I made up my own, turned out it was very easy.

An old backback. The backback needs to have side compression straps towards the top of the pack and a point to attach a strap along the waist belt. The backpack needs to be able to "fit" inside the cockpit

2 straps (I used a piece of webbing that could fit through or attach to the buckles on the side compression straps of the backpack and a cam strap

So.. lay the backback in the cockpit

Strap 1 - this strap will be passed under the kayak, and will be attached to the side compression straps. This strap doesn't take any weight, but keeps the boat aligned on your back. 

Strap 2 - this strap will be passed through grab loop and will be attached to the waist belt. This is the weight bearing strap.
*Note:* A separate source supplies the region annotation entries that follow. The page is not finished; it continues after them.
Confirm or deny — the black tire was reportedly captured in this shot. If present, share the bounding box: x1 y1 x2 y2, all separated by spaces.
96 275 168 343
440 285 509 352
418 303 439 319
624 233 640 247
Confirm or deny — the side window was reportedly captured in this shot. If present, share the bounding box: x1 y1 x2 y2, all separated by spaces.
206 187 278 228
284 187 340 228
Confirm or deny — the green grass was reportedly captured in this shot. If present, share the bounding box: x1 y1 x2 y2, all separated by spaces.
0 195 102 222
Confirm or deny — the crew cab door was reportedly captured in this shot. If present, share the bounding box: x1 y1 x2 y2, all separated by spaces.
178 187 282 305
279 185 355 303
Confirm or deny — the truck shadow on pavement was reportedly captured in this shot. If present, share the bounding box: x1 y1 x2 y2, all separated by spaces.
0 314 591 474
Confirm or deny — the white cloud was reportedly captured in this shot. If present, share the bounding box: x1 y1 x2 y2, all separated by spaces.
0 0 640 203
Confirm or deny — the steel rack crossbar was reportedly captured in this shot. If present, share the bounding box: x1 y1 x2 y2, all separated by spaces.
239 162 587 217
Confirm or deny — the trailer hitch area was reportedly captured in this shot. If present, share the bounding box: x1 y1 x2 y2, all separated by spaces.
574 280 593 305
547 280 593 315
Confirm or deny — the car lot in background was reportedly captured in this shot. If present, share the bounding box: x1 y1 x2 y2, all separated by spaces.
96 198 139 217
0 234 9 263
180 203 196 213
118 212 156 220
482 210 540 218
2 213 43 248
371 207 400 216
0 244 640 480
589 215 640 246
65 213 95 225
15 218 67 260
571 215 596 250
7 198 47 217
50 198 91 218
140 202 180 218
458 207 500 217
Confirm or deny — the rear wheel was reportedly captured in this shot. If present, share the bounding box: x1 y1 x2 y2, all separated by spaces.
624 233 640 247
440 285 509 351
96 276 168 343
Once you are done you can then simply put the entire kayak on your back like a backpack.

Take an extra strap and attach it to the other grab look and you can hold on to it and pull the top of the boat forward abit to keep your heels from banging the other end.


----------



## ethan (Nov 3, 2003)

This is not for everyone and certainly not for short hikes like the T-box. However, if you are going to do long hikes with a boat and gear the Quickpacker is the ticket!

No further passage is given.